17 May 2013
A revolutionary new technique could boost success rates of in vitro fertilisation (IVF). Doctors from the CARE Fertility Group, who developed the groundbreaking procedure, have said that it could treble live birth rates for couples using IVF.
IVF treatment is available for women who have struggled to become pregnant after a year of trying, the standard definition of infertility. It can be used to combat damaged fallopian tubes (as was its original purpose), sperm disorders and endometriosis. The procedure takes donated sperm and uses it to fertilise eggs in a petri dish. Once the eggs are fertilised, they become embryos and are placed in a climate-controlled incubator to promote growth.
Using traditional methods, experts remove embryos from an incubator and check on progress once a day. The new time-lapse procedure monitors embryo growth from within the controlled environment, and allows specialists to capture images every ten to 20 minutes. By compiling an extensive sequence of images (up to 5,000 are taken), doctors can effectively monitor growth and classify embryos into high, medium and low risk categories according to their likelihood of defects.
The new method could reduce the risk of miscarriage and minimise emotional trauma caused by multiple failed treatments. In short, it could transform the way couples deal with infertility.
Professor Simon Fishel, managing director of CARE Fertility Group, said: “In the 35 years I have been in this field this is probably the most exciting and significant development that can be of value to all patients seeking IVF. This technology can tell us which embryo is the most viable and has the highest potential to deliver a live birth - it will have huge potential. This is almost like having the embryo in the womb with a camera on them.”
Trials show that 78 per cent of women who utilised the time-lapse method successfully conceived and are on-track to have a healthy child. This rate is nearly three times the typical IVF success rate, which is usually around 26 per cent.
Although experts are excited about the new procedure and its potential for success, they want to avoid over-exciting patients. The results are compelling and could transform IVF treatment as a whole, but CARE experts tested time-lapse imaging on less than 100 embryos. Chairman of the British Fertility Society, Dr Allan Pacey, said larger trials of the time-lapse technology are needed. He said: “All too often developments in IVF are trumpeted as advances when they remain unproven.”

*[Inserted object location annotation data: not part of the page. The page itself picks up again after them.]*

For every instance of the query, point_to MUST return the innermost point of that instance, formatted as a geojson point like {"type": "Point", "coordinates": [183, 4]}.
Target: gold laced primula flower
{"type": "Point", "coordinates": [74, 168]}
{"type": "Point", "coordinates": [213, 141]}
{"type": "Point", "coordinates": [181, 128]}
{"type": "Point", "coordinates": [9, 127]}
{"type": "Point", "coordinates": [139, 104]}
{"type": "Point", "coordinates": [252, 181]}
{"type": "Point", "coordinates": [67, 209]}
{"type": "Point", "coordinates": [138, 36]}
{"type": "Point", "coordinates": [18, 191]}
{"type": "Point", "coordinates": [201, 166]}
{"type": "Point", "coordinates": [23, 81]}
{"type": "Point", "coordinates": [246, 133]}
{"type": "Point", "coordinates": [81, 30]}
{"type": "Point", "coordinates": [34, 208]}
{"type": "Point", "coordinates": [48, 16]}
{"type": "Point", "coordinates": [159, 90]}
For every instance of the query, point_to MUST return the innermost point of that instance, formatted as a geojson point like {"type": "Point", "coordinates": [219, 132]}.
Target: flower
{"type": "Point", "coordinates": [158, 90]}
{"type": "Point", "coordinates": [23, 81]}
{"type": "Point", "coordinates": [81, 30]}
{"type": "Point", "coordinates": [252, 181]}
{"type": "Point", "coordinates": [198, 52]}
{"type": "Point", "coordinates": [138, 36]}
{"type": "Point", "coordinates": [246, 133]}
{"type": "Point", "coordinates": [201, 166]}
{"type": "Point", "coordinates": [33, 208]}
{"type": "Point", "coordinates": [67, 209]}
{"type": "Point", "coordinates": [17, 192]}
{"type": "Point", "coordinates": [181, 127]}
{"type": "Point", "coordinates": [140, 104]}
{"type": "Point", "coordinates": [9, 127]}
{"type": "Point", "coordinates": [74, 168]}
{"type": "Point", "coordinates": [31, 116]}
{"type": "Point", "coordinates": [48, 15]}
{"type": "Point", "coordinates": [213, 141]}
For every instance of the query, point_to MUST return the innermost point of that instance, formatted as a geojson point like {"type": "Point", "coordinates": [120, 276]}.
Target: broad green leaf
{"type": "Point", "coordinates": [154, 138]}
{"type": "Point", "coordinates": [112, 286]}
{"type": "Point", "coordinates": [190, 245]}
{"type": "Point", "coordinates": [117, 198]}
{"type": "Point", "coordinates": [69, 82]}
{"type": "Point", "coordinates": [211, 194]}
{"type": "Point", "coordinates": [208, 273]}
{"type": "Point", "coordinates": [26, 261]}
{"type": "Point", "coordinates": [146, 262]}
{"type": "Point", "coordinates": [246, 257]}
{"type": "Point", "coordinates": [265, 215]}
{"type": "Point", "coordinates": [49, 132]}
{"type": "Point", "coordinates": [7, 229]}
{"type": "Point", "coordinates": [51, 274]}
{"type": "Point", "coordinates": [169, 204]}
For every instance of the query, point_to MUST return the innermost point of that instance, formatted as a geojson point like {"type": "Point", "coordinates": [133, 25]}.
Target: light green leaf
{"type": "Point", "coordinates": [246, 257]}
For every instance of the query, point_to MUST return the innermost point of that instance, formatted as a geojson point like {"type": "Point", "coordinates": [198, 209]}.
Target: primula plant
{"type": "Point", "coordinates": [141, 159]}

Dr Virginia Bolton from Guy’s and St Thomas’ NHS Foundation Trust said: “These results are very interesting but this is a very small study and any interpretation of the findings must be made with caution as we are dealing with the hopes and expectations of patients.”
Martin Johnson, co-editor of Reproductive BioMedicine Online, which published CARE Fertility Group’s findings, agreed with Dr Bolton: “This is a significant advance, but it is one which still needs more work.”
If further research verifies CARE’s provisional findings, the new method may soon be adopted by fertility clinics throughout the UK. Already, it’s been made available at some private and NHS facilities.